Am 18.04.24 hat vor dem Landgericht Karlsruhe der Strafprozess gegen einen Radio Dreyeckland-Redakteur begonnen. Die Schwerpunktstaatsanwaltschaft Karlsruhe wirft ihm vor, durch das Verlinken des Archivs der linken Medienplattform linksunten.indymedia.org in einem Online-Artikel eine verbotene Vereinigung unterstützt zu haben und sich dadurch nach § 85 Abs. 1 Nr. 2, Abs. 2 Strafgesetzbuch strafbar gemacht zu haben. Etwa 30 Unterstützer:innen begleiteten den Prozess solidarisch im Gerichtssaal, während vor dem Gerichtsgebäude eine Kundgebung stattfand, die das Geschehen vor Gericht der Öffentlichkeit näher brachte.
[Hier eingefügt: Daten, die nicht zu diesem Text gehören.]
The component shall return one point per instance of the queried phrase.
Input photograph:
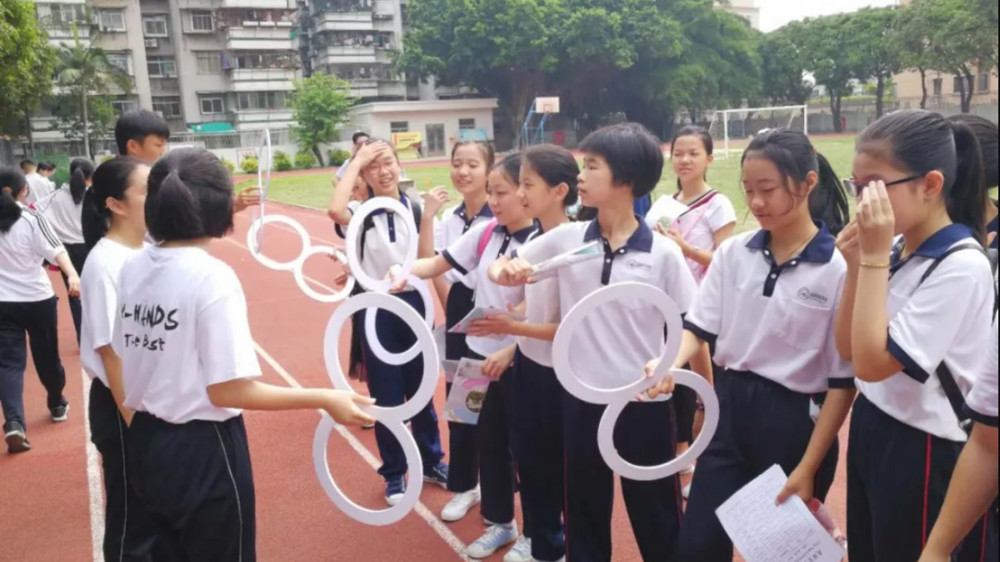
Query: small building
(425, 128)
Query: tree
(872, 33)
(321, 104)
(26, 64)
(84, 71)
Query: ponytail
(966, 200)
(828, 201)
(81, 170)
(12, 183)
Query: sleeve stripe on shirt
(454, 263)
(910, 367)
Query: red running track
(51, 505)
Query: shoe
(521, 551)
(60, 413)
(394, 491)
(495, 538)
(437, 475)
(460, 504)
(17, 440)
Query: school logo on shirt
(807, 295)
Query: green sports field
(314, 190)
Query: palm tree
(85, 70)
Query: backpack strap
(484, 240)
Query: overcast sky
(776, 13)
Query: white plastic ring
(617, 399)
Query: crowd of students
(888, 317)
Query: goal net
(732, 129)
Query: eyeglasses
(854, 188)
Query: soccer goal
(732, 129)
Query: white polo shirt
(453, 224)
(99, 302)
(384, 242)
(614, 344)
(463, 255)
(542, 300)
(775, 320)
(29, 241)
(698, 225)
(64, 215)
(946, 319)
(181, 327)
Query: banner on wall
(408, 145)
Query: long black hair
(80, 170)
(111, 180)
(795, 157)
(12, 183)
(921, 142)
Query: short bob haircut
(190, 196)
(634, 154)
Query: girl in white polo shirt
(189, 366)
(916, 323)
(28, 307)
(383, 244)
(473, 253)
(62, 208)
(769, 303)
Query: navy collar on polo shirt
(819, 250)
(640, 241)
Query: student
(383, 245)
(621, 163)
(188, 366)
(768, 306)
(28, 307)
(975, 479)
(471, 163)
(62, 209)
(510, 229)
(548, 187)
(915, 348)
(986, 131)
(144, 135)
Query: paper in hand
(765, 532)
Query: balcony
(259, 39)
(261, 79)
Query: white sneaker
(521, 551)
(495, 538)
(460, 504)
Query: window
(209, 62)
(211, 104)
(169, 106)
(154, 26)
(161, 67)
(111, 20)
(260, 100)
(122, 61)
(202, 22)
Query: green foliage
(282, 162)
(249, 165)
(305, 160)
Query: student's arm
(249, 394)
(831, 419)
(113, 371)
(972, 489)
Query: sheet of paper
(478, 314)
(549, 267)
(765, 532)
(468, 391)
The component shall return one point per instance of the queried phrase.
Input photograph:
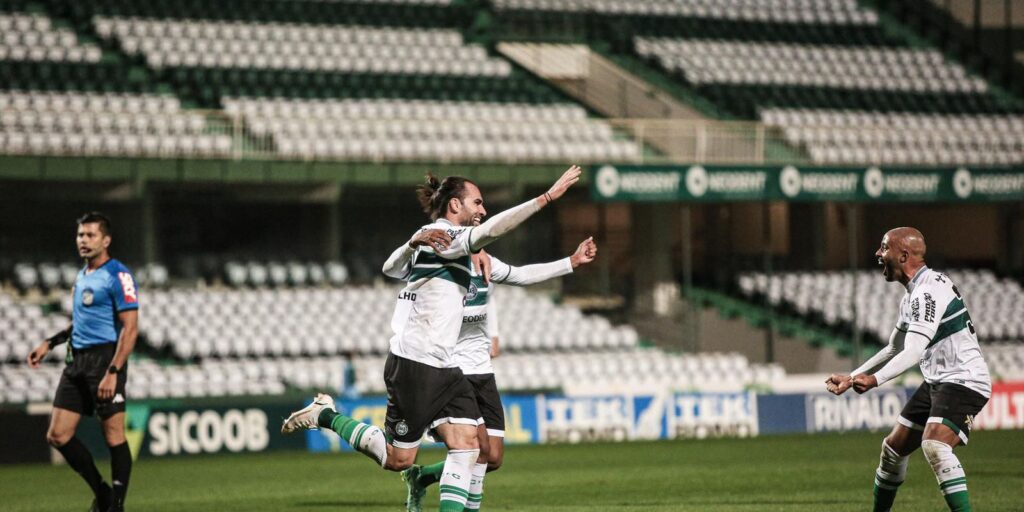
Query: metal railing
(224, 136)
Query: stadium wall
(173, 429)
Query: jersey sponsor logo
(471, 293)
(401, 428)
(474, 318)
(128, 287)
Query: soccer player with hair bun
(426, 389)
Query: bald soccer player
(934, 330)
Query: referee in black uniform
(104, 326)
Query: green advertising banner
(722, 183)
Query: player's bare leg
(464, 448)
(497, 453)
(60, 435)
(896, 449)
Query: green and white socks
(367, 439)
(476, 486)
(432, 473)
(456, 479)
(888, 477)
(949, 473)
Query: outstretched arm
(913, 347)
(530, 274)
(504, 222)
(839, 383)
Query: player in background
(473, 353)
(104, 326)
(935, 331)
(426, 389)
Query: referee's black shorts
(80, 383)
(421, 397)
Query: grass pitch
(774, 473)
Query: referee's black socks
(80, 460)
(120, 471)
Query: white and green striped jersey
(428, 314)
(934, 308)
(473, 351)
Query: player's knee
(398, 461)
(935, 451)
(896, 445)
(57, 438)
(464, 440)
(484, 456)
(115, 438)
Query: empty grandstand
(742, 159)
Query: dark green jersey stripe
(950, 327)
(453, 273)
(431, 258)
(954, 305)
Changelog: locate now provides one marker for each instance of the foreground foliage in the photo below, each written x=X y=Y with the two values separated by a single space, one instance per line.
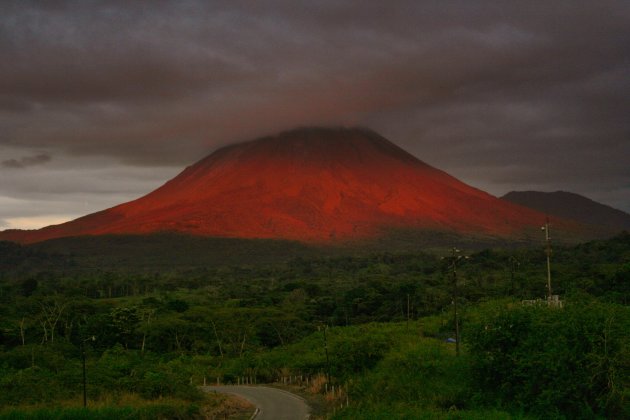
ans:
x=373 y=326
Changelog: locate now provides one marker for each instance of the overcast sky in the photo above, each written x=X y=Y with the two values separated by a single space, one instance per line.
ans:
x=101 y=102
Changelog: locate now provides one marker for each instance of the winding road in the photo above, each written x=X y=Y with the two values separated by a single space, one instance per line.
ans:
x=272 y=403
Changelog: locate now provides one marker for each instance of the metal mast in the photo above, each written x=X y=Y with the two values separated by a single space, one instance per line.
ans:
x=548 y=252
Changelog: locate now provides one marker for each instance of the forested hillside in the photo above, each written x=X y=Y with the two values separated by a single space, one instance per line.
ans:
x=156 y=335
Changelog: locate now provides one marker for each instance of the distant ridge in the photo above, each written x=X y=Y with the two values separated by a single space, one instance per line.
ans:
x=572 y=206
x=312 y=185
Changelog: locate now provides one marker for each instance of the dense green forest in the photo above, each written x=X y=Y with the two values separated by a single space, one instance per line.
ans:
x=374 y=325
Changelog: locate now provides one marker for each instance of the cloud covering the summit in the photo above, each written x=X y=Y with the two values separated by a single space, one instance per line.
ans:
x=505 y=96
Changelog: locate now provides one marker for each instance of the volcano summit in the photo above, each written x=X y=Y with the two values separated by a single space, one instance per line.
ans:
x=315 y=185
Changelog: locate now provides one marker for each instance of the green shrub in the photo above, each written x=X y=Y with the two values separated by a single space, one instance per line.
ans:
x=571 y=362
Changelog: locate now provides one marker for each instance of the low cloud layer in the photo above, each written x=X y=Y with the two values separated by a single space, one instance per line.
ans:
x=26 y=161
x=504 y=96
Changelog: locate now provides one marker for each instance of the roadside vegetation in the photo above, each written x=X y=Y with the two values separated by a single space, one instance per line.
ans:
x=369 y=334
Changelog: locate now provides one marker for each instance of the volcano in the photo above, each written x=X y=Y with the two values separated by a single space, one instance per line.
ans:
x=314 y=185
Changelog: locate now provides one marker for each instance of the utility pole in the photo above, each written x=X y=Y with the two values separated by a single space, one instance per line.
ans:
x=326 y=351
x=454 y=259
x=514 y=264
x=548 y=252
x=93 y=338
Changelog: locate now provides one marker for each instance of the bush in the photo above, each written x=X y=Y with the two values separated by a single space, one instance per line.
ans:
x=555 y=362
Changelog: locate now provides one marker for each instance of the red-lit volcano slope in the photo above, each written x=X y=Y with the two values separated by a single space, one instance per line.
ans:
x=312 y=185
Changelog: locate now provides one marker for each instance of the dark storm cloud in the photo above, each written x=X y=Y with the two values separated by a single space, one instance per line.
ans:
x=26 y=161
x=507 y=95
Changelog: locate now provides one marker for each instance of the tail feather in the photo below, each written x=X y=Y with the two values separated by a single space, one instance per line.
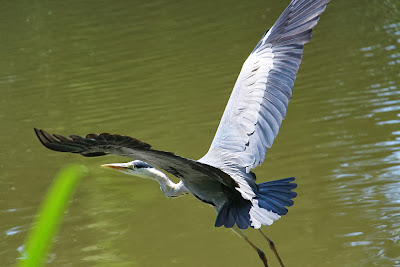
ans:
x=269 y=205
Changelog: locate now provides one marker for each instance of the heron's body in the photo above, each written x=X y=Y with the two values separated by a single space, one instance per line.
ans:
x=249 y=125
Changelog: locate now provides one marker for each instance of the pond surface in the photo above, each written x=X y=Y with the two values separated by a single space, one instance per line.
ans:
x=162 y=71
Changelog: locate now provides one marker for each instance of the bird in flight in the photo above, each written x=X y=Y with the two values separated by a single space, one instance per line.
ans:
x=249 y=125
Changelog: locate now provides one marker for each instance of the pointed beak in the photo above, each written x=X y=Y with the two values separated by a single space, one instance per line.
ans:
x=115 y=166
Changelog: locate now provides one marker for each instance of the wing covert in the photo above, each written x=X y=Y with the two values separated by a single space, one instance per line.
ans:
x=261 y=94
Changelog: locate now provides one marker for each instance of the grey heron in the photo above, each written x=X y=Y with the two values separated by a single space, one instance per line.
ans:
x=249 y=125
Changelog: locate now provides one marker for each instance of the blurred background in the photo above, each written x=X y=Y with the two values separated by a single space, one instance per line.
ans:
x=162 y=71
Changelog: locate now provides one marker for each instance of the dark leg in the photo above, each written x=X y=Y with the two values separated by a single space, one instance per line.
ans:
x=260 y=253
x=273 y=248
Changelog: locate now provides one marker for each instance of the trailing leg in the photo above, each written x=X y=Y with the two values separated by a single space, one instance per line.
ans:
x=273 y=248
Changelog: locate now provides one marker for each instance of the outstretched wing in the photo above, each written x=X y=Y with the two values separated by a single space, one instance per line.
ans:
x=260 y=97
x=103 y=144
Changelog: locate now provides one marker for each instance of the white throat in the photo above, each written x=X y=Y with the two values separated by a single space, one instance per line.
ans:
x=169 y=188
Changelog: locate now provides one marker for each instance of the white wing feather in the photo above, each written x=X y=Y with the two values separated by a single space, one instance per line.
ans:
x=260 y=97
Nachdem der Vorsitzende Richter Heim die Verhandlung, welche wegen des Besucherandrangs im großen Schwurgerichtssaal des LG Karlsruhe stattfand, eröffnet hatte und der für seinen Verfolgungseifer gegenüber Linken bekannte Staatsanwalt Graulich die Anklage verlesen hatte, nutzte Rechtsanwältin Angela Furmaniak, die Verteidigerin des rdl-Redakteurs, ihr Opening-Statement nach § 243 Abs. 5 S. 3 Strafprozessordnung dazu, die besondere Bedeutung der Pressefreiheit (Artikel 5 Abs. 1 Grundgesetz) für die rechtliche Bewertung des Falls herauszuarbeiten. Diese sei keine Selbstverständlichkeit, sondern müsse immer wieder erkämpft werden. Strafverfolgungsbehörden müssten Kritik aushalten und bei ihrer Arbeit das “besondere Schutzbedürfnis der Machtkritik” berücksichtigen. Das Verhalten der Staatsanwaltschaft und die Entscheidung über die Eröffnung des Prozesses im rdl-Verfahren bezeichnete sie zurecht als Tiefpunkt der baden-württembergischen Justiz.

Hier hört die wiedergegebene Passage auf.